Back to the discretised model, even in a (no-latency) world where for some reason we need the proposer to gather 100% of the votes, (P+0, {1/3 A+2, 1/3 A+6, 1/3 A+10}) is an equilibrium (no one has a deviation that gives them strictly better payoffs), but so is (P+0, A+2), as well as (P+4, A+6) or (P+8, A+10). Many profiles in between are equilibria too, such as (P+0, 1/2 {A+2} + 1/2 {A+6}), where half of the attesters play A+2 as a pure strategy and half play A+6. In this case, attesters are indifferent between releasing early or later, so it is a not a strictly profitable deviation to move from A+2 to A+6, but it’s the same payoff. This holds true until the last attester moves from A+2 to A+6: given P+0, this does not change the attester’s payoff, but the new profile, (P+0, A+6) is no longer an equilibrium, proposer now wants to play P+4 and arrive at the (P+4, A+6) equilibrium.


Overall it seems to me that the conditions you want for the mixed strategy to hold as an equilibrium are too strong, given that many individual deviations exist for attesters which may not improve their payoffs but gives them a bit more room to breathe, especially if they are made to be “suckers” by the proposer targeting a 40% vote. If they give themselves a bit more slack, the proposer can use that slack to their advantage, and without coordinating with each other again, attesters cannot unilaterally bring the proposer’s release time back to 0 to begin with.

8 Likes

My two cents here is if short-term solution is made in a way that mimics the most likely ePBS design, with a shortcut being that it needs some trust to function, it can be a good proving ground for ePBS designs. Pretty much like mev-boost is a proving ground for ePBS based on builder auctions. It’s good if we can do a stopgag that can be with time and effort replicated into cold hard consensus code.

3 Likes

Enforcing timeliness of proposers using relays seems like a very crude solution that can have some irreversible effects.
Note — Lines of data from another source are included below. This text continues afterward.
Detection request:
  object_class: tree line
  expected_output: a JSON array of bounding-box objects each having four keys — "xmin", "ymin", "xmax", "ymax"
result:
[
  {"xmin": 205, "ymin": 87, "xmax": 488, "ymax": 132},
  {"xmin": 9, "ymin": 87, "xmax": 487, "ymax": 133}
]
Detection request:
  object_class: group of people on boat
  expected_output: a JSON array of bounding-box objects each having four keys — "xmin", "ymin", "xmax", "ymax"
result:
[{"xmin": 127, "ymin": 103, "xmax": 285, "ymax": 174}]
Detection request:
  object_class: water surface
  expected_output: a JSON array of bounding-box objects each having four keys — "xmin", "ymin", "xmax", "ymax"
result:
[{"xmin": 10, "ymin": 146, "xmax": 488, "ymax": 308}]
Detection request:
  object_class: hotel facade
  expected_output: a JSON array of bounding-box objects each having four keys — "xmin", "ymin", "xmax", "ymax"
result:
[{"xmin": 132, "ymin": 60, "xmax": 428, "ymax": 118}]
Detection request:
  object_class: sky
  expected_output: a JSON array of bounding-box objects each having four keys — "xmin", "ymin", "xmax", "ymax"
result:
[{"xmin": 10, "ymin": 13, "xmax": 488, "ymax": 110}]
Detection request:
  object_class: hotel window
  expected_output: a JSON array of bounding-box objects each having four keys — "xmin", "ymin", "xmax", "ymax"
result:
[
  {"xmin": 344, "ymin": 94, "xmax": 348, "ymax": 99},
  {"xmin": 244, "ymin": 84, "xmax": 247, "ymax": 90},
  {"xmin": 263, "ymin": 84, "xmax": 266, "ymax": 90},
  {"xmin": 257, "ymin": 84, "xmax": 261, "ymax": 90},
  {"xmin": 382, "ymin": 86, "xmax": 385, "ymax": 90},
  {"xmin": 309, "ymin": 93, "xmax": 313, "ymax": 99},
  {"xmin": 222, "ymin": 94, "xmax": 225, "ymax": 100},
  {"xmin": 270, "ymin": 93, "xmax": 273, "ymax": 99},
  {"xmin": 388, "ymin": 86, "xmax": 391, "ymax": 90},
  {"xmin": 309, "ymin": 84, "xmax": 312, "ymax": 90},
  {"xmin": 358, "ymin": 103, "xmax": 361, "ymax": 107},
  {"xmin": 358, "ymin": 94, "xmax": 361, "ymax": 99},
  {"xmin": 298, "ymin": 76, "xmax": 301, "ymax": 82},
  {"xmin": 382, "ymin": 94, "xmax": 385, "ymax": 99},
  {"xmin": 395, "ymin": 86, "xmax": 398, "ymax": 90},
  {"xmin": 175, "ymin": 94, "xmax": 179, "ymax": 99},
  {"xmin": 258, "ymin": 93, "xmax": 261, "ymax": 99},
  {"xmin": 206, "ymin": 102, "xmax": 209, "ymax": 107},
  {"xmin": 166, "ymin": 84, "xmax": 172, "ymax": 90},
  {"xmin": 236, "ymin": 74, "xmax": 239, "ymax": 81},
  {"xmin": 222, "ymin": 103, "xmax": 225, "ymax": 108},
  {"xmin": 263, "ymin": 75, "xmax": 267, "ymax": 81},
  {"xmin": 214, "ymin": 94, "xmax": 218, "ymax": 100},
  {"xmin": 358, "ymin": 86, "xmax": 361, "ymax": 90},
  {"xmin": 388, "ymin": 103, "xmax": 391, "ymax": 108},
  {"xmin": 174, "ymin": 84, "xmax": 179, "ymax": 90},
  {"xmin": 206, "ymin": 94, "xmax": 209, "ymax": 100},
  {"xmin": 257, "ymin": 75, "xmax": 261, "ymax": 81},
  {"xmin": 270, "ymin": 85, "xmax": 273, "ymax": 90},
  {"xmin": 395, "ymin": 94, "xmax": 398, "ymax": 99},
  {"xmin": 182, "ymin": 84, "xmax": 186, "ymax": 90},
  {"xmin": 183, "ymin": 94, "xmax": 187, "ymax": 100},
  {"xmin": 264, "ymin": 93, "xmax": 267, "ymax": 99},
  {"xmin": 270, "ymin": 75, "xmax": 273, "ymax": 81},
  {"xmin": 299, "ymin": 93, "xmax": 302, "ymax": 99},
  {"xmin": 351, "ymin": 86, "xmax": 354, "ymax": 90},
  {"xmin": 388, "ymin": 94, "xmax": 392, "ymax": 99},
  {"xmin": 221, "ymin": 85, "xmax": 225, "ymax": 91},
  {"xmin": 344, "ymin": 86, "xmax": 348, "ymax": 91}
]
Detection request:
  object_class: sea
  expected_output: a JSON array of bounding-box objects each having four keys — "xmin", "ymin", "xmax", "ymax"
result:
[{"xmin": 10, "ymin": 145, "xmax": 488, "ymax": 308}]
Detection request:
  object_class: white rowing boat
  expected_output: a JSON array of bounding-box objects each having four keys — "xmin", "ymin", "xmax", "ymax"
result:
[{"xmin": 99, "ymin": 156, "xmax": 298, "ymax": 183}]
As mentioned in the post, using relays to enforce timeliness is not incentive-compatible and relies on social consensus. Although it will decrease the amount of timing games played in the short run, it will lead to vertical integration in the medium to long run.

To me, the consequences of vertical integration between proposers and builders seem irreversible. Operating both of these entities will always be more profitable than operating both separately. The current PBS ecosystem aims to decrease the difference between these two alternatives such that the investment of vertical integration is very small.
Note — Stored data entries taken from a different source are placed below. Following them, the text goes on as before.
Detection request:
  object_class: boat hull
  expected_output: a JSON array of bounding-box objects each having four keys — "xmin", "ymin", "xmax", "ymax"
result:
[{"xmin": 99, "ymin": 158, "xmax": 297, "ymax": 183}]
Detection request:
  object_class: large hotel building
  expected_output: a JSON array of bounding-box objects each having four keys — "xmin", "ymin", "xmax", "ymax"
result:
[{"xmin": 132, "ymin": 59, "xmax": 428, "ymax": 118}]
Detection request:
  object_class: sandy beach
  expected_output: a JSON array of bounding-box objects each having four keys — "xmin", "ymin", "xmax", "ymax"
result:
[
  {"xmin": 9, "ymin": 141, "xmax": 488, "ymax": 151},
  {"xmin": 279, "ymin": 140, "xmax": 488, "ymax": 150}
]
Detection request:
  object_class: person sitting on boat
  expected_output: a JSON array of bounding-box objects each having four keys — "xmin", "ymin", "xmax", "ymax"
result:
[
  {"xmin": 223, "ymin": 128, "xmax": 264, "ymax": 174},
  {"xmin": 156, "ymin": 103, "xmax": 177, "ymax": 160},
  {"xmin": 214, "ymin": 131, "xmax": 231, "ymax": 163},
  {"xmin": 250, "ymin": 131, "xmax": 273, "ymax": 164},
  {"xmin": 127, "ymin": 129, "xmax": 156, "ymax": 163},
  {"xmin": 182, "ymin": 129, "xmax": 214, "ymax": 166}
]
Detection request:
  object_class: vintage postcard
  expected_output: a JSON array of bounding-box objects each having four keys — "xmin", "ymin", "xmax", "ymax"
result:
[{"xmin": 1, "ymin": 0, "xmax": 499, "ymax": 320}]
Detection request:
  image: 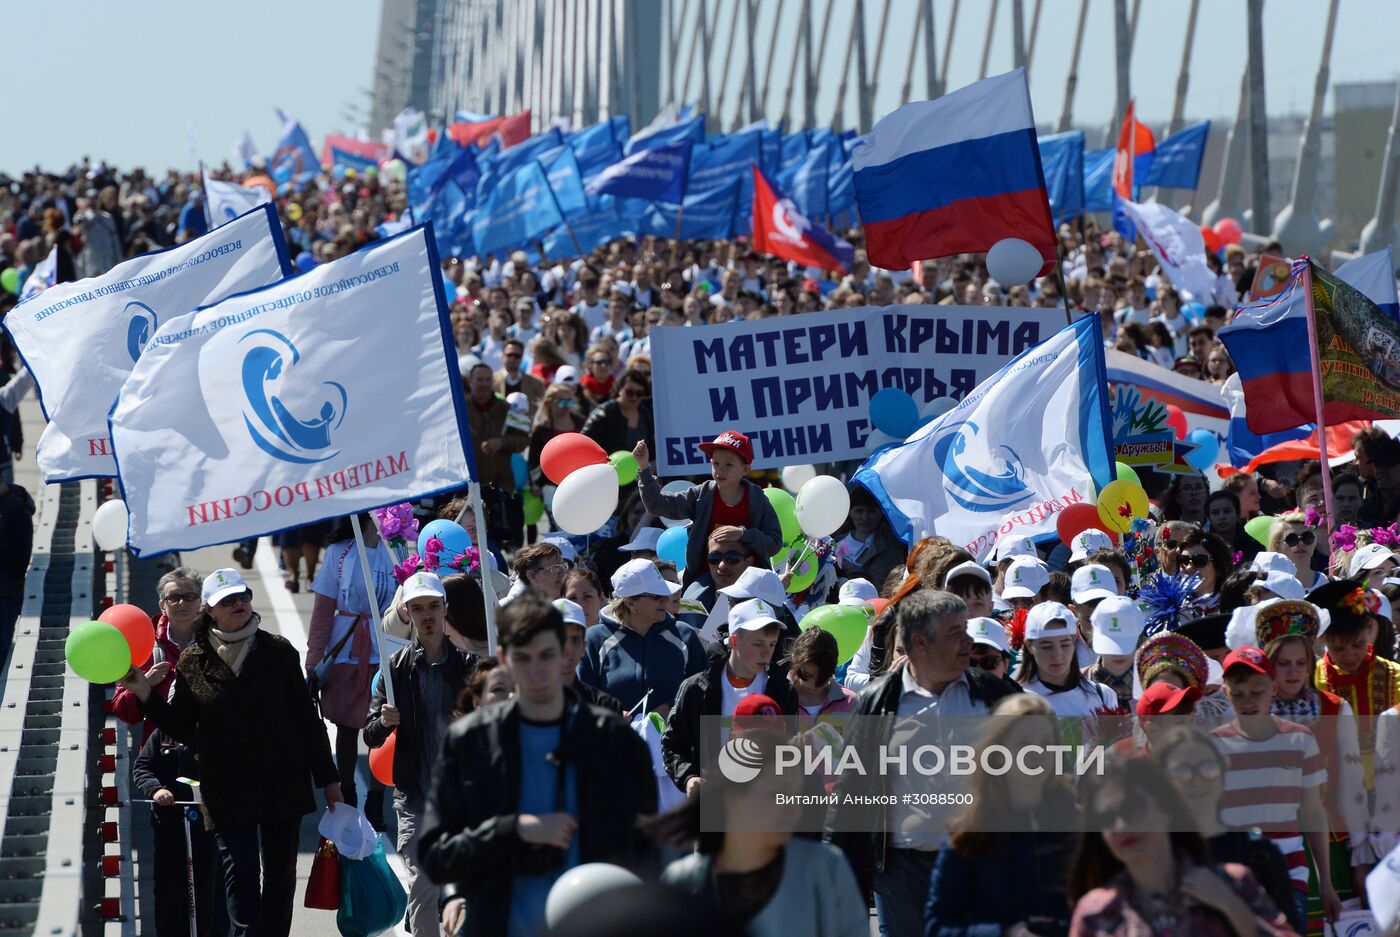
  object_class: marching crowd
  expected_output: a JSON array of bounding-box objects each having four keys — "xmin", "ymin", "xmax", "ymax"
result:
[{"xmin": 2, "ymin": 159, "xmax": 1399, "ymax": 937}]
If we enforce timeliness with relays, the incentive to invest in vertical integration increases and we actually expect this to happen. When this happens, there is no incentive to ever revert this vertical integration.

Is it worth it to have permanent vertical integration to prevent timing games in the short run, while putting pressure on social consensus?

2 Likes

Even if we don’t see vertical integration of proposers and builders, using relays to enforce timing would also encourage colocation of proposer sets with relays. Unless the geographic distribution of relays improves this would add meaningful regulatory tail risk.

@tripoli not necessarily. e.g. schelling point could be for relays to reject new bids

if the endgame is attester-proposer separation, does this change your point of view in any way?

If we were to have attester-proposer separation in the way just now proposed by Justin Drake at CCE, I think we don’t need to worry as much about proposer timing games. We still want a credibly neutral validator set so we don’t want vertical integration for e.g. geographical decentralization. I don’t think APS changes a lot about my point of view.